Special character handling when fetching data from MS SQL Server using Perl DBD

1.2k views Asked by At

I have an MS SQL Server 2008 Database, from which I am fetching data using perl DBD::Sybase module. But there are some special characters in the DB, like the Copyright symbol, Trademark symbol etc., which are not getting imported properly. Perl seems to change all of these special characters to a Question mark character. Is there a way to fix this?

I have tried specifying charset=utf8 in the connection string. The doc mentions a syb_enable_utf8 (bool) setting, but whenever I try that, I get an error:

Can't locate object method "syb_enable_utf8" via package "DBI::db"
2

There are 2 answers

0
Hari Menon On BEST ANSWER

One solution I found was this:

use Encode qw(encode_utf8);

Then, wherever you are writing data to a file or anywhere else, use Encode::encode_utf8($data);

where $data is the column/value which you have fetched from MSSQL.

0
bohica On

I don't use DBD::Sybase but a) I use a lot of other DBDs and b) I am currently collecting information about unicode support in DBDs.
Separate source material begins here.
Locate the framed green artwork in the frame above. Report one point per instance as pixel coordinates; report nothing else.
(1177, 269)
According to the pod you need at least OpenClient 15.x when using syb_enable_utf8. Are you using 15.x or later? Perhaps syb_enable_utf8 is not defined if your client is less than 15.x or perhaps you have too old a version of DBD::Sybase. Unfortunately I cannot see from the Changes file when syb_enable_utf8 was added.

However, when you say "can't locate method" I think that is a clue as syb_enable_utf8 is not a method, it is an attribute (it is under Sybase Specific Attributes) in the pod. So you need to add it to your connect call or set it via a connection handle like this:

my $h = DBI->connect("dbi:Sybase:something","user","password", {syb_enable_utf8 => 1});

or

$h->{syb_enable_utf8} = 1;

You should also read the bits in the pod describing what happens when syb_enable_utf8 is set as it appears from the documents it only applies to UNIVARCHAR, UNICHAR, and UNITEXT columns.

Lastly, you need to ensure you insert the data correctly in the first place. I'd guess if it is not inserted from Perl with syb_enable_utf8 and charset=utf8 and your data is not proper unicode characters in Perl before you insert you'll get garbage back.

The comment Raze2dust made had nothing to do with your issue but is worth heeding if you are going to write the data retrieved from your database elsewhere. Just remember to decode any data input to your script and encode any data output.